Pour ces acteurs du tourisme, il n’y a donc aucune raison d’annuler son voyage, à condition de prendre quelques précautions. «Si le séjour à Marrakech reste possible, les circuits au sud de la ville sont à déconseiller, précise Jean-Pierre Mas, ce serait indécent que les touristes encombrent les routes». Certaines compagnies se sont adaptées, comme TUI, qui «a décidé d’annuler toutes les excursions à Marrakech et Agadir les 9, 10 et 11 septembre». Jusqu’à la fin de la semaine, certains groupes proposent également de modifier ou de reporter son voyage, à l’instar d’Air France.
À lire aussiSéisme au Maroc: entre le roi et Emmanuel Macron, une difficile «diplomatie humanitaire»

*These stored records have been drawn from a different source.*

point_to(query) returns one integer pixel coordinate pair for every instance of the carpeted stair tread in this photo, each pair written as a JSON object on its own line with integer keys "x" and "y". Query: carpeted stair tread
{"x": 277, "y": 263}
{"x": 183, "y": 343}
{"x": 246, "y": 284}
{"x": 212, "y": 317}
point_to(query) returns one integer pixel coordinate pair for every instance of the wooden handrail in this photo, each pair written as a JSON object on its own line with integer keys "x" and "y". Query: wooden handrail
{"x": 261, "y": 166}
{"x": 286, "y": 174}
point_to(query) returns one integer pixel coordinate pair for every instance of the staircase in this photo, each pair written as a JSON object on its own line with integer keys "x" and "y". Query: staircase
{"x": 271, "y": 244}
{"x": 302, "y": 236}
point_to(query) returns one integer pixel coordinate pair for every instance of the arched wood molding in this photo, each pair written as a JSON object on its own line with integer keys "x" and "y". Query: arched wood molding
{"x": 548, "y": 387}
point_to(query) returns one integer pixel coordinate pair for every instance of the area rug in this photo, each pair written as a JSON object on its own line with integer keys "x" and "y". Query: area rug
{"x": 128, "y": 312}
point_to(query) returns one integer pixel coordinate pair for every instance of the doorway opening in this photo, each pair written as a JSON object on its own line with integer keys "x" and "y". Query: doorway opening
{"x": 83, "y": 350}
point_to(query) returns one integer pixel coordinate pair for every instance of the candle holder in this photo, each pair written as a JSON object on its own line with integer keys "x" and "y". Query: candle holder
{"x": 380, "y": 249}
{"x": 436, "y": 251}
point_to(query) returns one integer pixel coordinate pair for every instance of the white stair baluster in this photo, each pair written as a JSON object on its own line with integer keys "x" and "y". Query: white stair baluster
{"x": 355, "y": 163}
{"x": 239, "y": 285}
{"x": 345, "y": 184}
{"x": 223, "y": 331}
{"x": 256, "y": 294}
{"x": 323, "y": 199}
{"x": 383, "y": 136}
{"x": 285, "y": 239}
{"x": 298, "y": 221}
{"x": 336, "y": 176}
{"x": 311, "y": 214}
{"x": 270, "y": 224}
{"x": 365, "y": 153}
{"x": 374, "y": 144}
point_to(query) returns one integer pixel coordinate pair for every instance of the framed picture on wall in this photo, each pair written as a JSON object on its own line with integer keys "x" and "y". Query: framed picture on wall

L’objectif est ainsi d’assurer la venue des touristes, alors que s’ouvre la «haute saison» jusqu’au mois de mai. Les professionnels misent gros sur cette période, et souhaitent perpétrer les résultats exceptionnels enregistrés sur les six premiers mois de l’année. «Le Maroc a retrouvé sa fréquentation d’avant-Covid», souligne Jean-Pierre Mas. «Environ 6,5 millions de touristes» ont ainsi franchi «les postes aux frontières durant le premier semestre 2023», soit une hausse de 92% en un an, relève l’Observatoire du tourisme marocain. Les recettes touristiques des non-résidents au Maroc se sont également envolées, à 47,9 milliards de dirhams (4,38 milliards d’euros), fin juin 2023, «contre 28,3 milliards de dirhams (2,59 milliards d’euros) en 2022 ( 69%)».
Les visiteurs tricolores sont particulièrement prisés. Sur un an, ils sont ainsi 75% plus nombreux à s’être rendus dans le pays, soit 415.000 personnes supplémentaires. Vient ensuite l’Espagne avec une envolée de 180% de touristes ibériques (407.000 en plus) et le Royaume-Uni, à 100% et 167.000 touristes supplémentaires. «Le Maroc est une grande destination, largement reconnue à l’international», confirme Danièle Krüss, qui cite, en guise d’illustration, la venue de l’Organisation mondiale du tourisme à Marrakech pour son conseil exécutif, en novembre dernier. Un événement qui «montre la mobilisation du pays» pour promouvoir son activité touristique, selon l’experte.
Le séisme va forcer Rabat à reconsidérer sa manière d’encadrer le tourisme, ajoute Danièle Krüss. Par exemple, de nombreux bâtiments pourront être reconstruits avec des normes sismiques, ce qui n’était pas le cas pour trois-quarts d’entre eux. Un changement qui rappelle le cas de l’Indonésie après le tsunami de décembre 2004. «Tout a été détruit mais le tourisme international est reparti très vite», se souvient l’ancienne cheffe du pôle développement international du tourisme.
De même, la catastrophe, en mettant le pays sous le feu des projecteurs, pourrait provoquer «l’arrivée de nouveaux touristes» : «Il y a ceux qui n’ont jamais pensé à se rendre dans ces destinations et d’autres qui veulent voir les catastrophes de leurs propres yeux», cite la fine connaisseuse. Ces nouvelles arrivées participent à la reprise du tourisme et à l’économie de ces pays. Pour le tourisme au Maroc, ce séisme devrait donc avoir des effets limités, estime Jean-Pierre Mas. Une nouvelle encourageante à la fois pour les voyageurs, mais aussi pour tout un territoire en phase de reconstruction. «Le pays a besoin du retour des touristes, les gens doivent se rendre au Maroc, tout est au vert», conclut, de son côté, Laurent Abitbol, le président de Havas Voyage et de Selectour.